C'était un motif récurrent de nos disputes. Je ne voulais pas quitter Paris, mais Jean avait décrété que nous devions déménager en banlieue, dans une maison, avec un jardin, loin de la pollution automobile, et de préférence près de chez sa mère. Pour moi il n'en était pas question. Je me sentais déjà suffisamment seule à Paris pour aller m'isoler davantage dans une banlieue où je ne connaîtrais personne et où je me sentirais totalement déracinée.

À la recherche d'une bonne raison pour ne pas prolonger cette dispute, j'ai jeté un coup d'œil à l'horloge du salon, et j'ai constaté avec soulagement qu'il était l'heure d'aller chercher Abel à l'école.

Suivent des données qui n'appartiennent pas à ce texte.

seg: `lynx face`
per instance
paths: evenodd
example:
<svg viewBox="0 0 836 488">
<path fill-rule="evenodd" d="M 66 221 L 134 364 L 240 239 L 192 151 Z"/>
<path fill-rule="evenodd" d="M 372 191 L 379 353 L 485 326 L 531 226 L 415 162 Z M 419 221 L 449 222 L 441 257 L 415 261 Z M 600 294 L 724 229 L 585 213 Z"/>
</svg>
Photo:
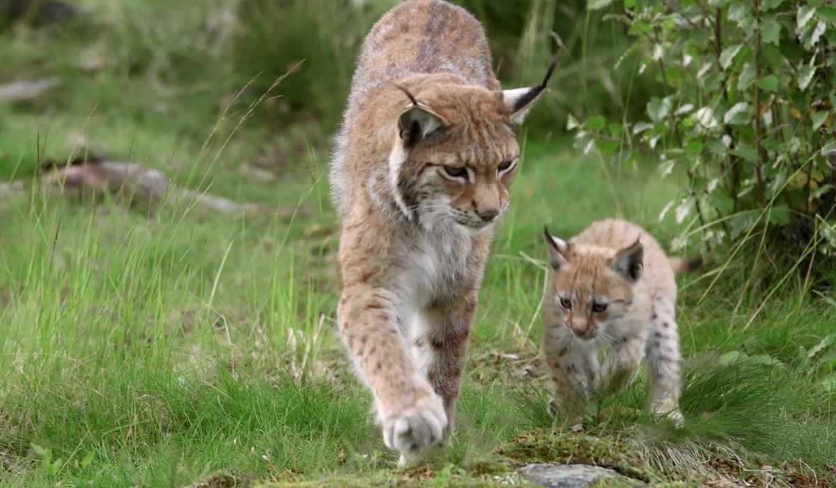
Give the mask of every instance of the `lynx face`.
<svg viewBox="0 0 836 488">
<path fill-rule="evenodd" d="M 582 340 L 613 336 L 610 326 L 630 311 L 634 285 L 641 275 L 640 243 L 612 249 L 573 244 L 547 233 L 549 264 L 554 270 L 550 304 L 563 324 Z"/>
<path fill-rule="evenodd" d="M 452 222 L 476 234 L 502 218 L 519 165 L 514 126 L 536 100 L 517 106 L 510 91 L 405 90 L 411 103 L 398 119 L 390 169 L 395 201 L 410 219 L 427 229 Z"/>
</svg>

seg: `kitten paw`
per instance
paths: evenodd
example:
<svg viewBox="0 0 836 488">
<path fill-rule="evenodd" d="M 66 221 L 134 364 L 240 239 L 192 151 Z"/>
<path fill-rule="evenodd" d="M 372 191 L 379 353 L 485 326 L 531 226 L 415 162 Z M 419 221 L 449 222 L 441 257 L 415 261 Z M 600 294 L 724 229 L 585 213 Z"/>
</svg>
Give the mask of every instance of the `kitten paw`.
<svg viewBox="0 0 836 488">
<path fill-rule="evenodd" d="M 414 404 L 382 421 L 384 443 L 401 454 L 399 465 L 412 462 L 417 455 L 441 443 L 447 427 L 444 403 L 438 395 L 421 392 L 415 396 Z"/>
</svg>

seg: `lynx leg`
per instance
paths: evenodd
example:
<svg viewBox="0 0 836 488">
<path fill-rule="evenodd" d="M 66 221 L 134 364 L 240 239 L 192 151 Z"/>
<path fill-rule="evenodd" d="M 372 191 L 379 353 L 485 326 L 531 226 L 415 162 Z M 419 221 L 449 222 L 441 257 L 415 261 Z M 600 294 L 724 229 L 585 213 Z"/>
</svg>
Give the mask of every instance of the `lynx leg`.
<svg viewBox="0 0 836 488">
<path fill-rule="evenodd" d="M 580 422 L 592 378 L 599 367 L 594 350 L 578 344 L 568 333 L 548 337 L 553 332 L 544 332 L 543 352 L 553 393 L 548 412 L 555 417 Z"/>
<path fill-rule="evenodd" d="M 684 424 L 679 408 L 681 380 L 679 333 L 673 306 L 655 308 L 647 341 L 647 372 L 650 387 L 650 413 L 656 418 Z"/>
<path fill-rule="evenodd" d="M 594 389 L 598 393 L 612 393 L 630 386 L 645 357 L 643 336 L 620 337 L 616 342 L 595 375 Z"/>
<path fill-rule="evenodd" d="M 418 315 L 413 326 L 412 351 L 416 367 L 444 403 L 447 428 L 439 442 L 441 446 L 447 443 L 453 431 L 476 305 L 476 293 L 433 304 Z M 401 464 L 413 460 L 407 456 L 401 459 Z"/>
<path fill-rule="evenodd" d="M 441 441 L 444 403 L 415 370 L 398 327 L 396 295 L 365 285 L 347 286 L 337 309 L 343 342 L 375 397 L 386 446 L 414 455 Z"/>
</svg>

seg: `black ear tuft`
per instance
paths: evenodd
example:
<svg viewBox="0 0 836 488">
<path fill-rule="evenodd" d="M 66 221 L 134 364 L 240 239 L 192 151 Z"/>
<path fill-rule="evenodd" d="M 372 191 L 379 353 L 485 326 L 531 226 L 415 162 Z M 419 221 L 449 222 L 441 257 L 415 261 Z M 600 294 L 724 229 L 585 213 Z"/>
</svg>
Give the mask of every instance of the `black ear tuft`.
<svg viewBox="0 0 836 488">
<path fill-rule="evenodd" d="M 630 246 L 619 250 L 613 258 L 613 270 L 628 281 L 635 283 L 641 278 L 645 265 L 645 248 L 635 239 Z"/>
</svg>

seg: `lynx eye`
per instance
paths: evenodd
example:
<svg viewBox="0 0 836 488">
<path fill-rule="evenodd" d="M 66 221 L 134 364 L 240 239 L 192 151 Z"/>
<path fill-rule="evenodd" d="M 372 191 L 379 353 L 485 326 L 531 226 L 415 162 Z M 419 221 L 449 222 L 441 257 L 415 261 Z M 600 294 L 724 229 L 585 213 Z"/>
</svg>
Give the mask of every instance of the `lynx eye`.
<svg viewBox="0 0 836 488">
<path fill-rule="evenodd" d="M 604 313 L 607 310 L 607 304 L 598 303 L 597 301 L 592 304 L 592 313 Z"/>
<path fill-rule="evenodd" d="M 499 163 L 499 166 L 497 167 L 497 172 L 505 172 L 508 171 L 509 169 L 511 169 L 511 165 L 513 164 L 513 163 L 514 163 L 514 162 L 512 162 L 512 161 L 503 161 L 502 162 Z"/>
<path fill-rule="evenodd" d="M 463 166 L 445 166 L 444 172 L 454 178 L 467 177 L 467 168 Z"/>
</svg>

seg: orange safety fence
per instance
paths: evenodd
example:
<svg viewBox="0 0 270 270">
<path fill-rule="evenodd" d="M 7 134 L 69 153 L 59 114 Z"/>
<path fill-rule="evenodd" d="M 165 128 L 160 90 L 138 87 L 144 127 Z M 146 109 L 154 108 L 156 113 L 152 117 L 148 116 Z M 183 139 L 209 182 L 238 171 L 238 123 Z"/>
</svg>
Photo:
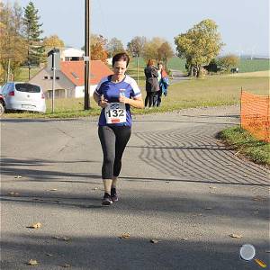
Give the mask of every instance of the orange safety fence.
<svg viewBox="0 0 270 270">
<path fill-rule="evenodd" d="M 270 142 L 269 96 L 241 91 L 241 128 L 255 138 Z"/>
</svg>

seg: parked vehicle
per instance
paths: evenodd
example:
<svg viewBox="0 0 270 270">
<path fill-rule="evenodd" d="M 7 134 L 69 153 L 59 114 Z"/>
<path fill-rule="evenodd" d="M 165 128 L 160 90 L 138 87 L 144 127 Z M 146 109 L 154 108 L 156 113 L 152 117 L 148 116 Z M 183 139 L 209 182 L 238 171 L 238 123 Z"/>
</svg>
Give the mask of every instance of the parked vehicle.
<svg viewBox="0 0 270 270">
<path fill-rule="evenodd" d="M 22 82 L 8 82 L 2 86 L 5 110 L 46 112 L 45 95 L 40 86 Z"/>
</svg>

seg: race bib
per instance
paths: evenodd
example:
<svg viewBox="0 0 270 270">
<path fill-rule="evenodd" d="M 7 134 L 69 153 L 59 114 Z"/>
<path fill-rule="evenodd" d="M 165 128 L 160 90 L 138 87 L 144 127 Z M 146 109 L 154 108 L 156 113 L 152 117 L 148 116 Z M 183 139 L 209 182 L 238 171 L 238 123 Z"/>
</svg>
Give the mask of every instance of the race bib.
<svg viewBox="0 0 270 270">
<path fill-rule="evenodd" d="M 127 112 L 123 103 L 111 103 L 105 107 L 105 117 L 108 124 L 126 122 Z"/>
</svg>

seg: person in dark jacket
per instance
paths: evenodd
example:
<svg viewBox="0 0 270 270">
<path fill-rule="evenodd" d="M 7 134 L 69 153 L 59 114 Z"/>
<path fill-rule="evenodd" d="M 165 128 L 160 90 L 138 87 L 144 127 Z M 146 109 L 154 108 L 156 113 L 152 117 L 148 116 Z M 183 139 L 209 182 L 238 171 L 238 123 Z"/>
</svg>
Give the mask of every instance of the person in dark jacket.
<svg viewBox="0 0 270 270">
<path fill-rule="evenodd" d="M 149 59 L 147 68 L 144 69 L 146 76 L 146 92 L 145 107 L 155 106 L 157 104 L 157 94 L 159 91 L 159 85 L 158 81 L 158 68 L 155 67 L 155 60 Z"/>
<path fill-rule="evenodd" d="M 161 104 L 162 94 L 165 96 L 166 96 L 167 86 L 169 85 L 168 76 L 167 76 L 167 74 L 166 74 L 165 68 L 163 68 L 162 62 L 158 63 L 158 81 L 159 84 L 159 91 L 158 92 L 158 94 L 157 94 L 157 107 L 159 107 L 160 104 Z"/>
</svg>

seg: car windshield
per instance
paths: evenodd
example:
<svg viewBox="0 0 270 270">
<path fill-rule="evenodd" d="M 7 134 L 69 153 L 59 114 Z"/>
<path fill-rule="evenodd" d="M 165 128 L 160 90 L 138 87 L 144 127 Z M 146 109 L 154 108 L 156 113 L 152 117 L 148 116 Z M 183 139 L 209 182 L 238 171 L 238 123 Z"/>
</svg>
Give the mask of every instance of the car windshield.
<svg viewBox="0 0 270 270">
<path fill-rule="evenodd" d="M 40 92 L 40 86 L 30 85 L 30 84 L 16 84 L 15 87 L 17 91 L 21 91 L 21 92 L 28 92 L 28 93 Z"/>
</svg>

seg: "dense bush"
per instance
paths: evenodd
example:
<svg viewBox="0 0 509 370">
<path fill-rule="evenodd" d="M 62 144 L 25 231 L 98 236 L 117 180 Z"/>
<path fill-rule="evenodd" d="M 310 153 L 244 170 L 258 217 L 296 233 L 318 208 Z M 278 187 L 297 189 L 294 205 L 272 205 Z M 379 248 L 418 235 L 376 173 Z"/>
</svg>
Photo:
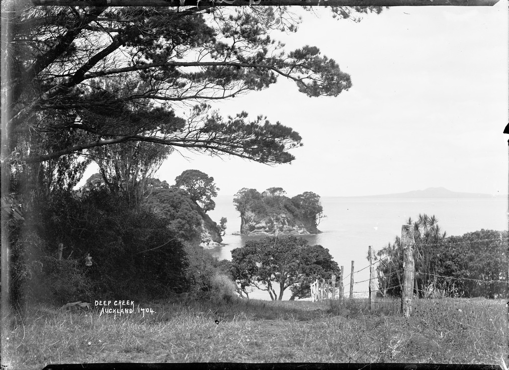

Sans dire un mot, j'ai enfilé mon manteau et me suis dirigée vers la porte d'entrée. Je venais de saisir la poignée lorsque la voix de Jean me fit sursauter.

– Mais enfin Adèle, où pars-tu si vite ?

Il avait l'air sincèrement surpris, et son ignorance me rappela qu'il n'était jamais allé récupérer Abel, si bien qu'il ne connaissait pas l'heure de la sortie des classes.

J'ai préféré ne rien répondre, et, avec un soupir agacé, j'ai quitté l'appartement.